The patient was informed that the procedures would be included in a publication and provided written consent. No artificial intelligence assistance was used in preparing this case report.
Follow-up of the Procedure
Twelve hours after the procedure, echocardiography showed an ejection fraction of 45%, inferior wall hypokinesia, mild mitral regurgitation, mild tricuspid regurgitation, and an enlarged ascending aorta measuring 42 mm. Troponin 1 was 35,342.9 pg/mL (reference 0-15.6 pg/mL), decreasing to 16,914 pg/mL on the second day. Hemoglobin was 11.1 g/dL (reference 12.2-16.2 g/dL), hematocrit 34.7% (reference 37.7-47.9%), white blood cell count 17.52 K/uL (reference 4.23-10.2 K/uL), red blood cell count 4.12 M/uL (reference 4.04-5.48 M/uL), and platelet count 546 K/uL (reference 142-424 K/uL).
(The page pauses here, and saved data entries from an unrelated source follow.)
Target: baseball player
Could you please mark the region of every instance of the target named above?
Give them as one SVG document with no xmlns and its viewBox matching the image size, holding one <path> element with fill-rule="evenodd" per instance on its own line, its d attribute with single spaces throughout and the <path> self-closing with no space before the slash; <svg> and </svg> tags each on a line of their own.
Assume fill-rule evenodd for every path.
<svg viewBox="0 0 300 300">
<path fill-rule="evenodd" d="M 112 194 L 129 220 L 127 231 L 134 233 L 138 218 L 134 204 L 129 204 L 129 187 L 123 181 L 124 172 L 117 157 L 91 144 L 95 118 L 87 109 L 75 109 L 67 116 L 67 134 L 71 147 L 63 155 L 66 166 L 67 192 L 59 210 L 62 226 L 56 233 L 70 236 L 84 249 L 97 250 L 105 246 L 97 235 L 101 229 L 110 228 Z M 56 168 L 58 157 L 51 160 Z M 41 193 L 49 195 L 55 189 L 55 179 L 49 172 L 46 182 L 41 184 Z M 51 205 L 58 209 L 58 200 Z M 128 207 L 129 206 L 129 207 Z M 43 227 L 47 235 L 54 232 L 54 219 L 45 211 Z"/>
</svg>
Prothrombin activity was 83% (reference 70-130%) and the international normalized ratio was 1.14 (reference 0.75-1.2). The patient was discharged on dual antiplatelet therapy, which is considered sufficient to prevent further complications.
CONCLUSION
Acute stent thrombosis following PCI is an uncommon occurrence. In this case, it developed in a patient with thrombocytosis secondary to splenectomy. Postsplenectomy thrombocytosis is reported in about 90% of cases due to loss of splenic sequestration.6 In this patient, a stroke, ST-elevation MI, and acute stent thrombosis occurred after splenectomy. Both predilatation and postdilatation were performed, the stent was appropriately sized, and no residual stenosis was detected. Therefore, the acute stent thrombosis was not procedural in origin. It developed despite activated clotting time (ACT) monitoring. Although periprocedural heparin dosing can vary, the optimal ACT target is 300-350 seconds. The occurrence of acute stent thrombosis after PCI may indicate suboptimal stent patency, and underlying hematologic conditions should be evaluated.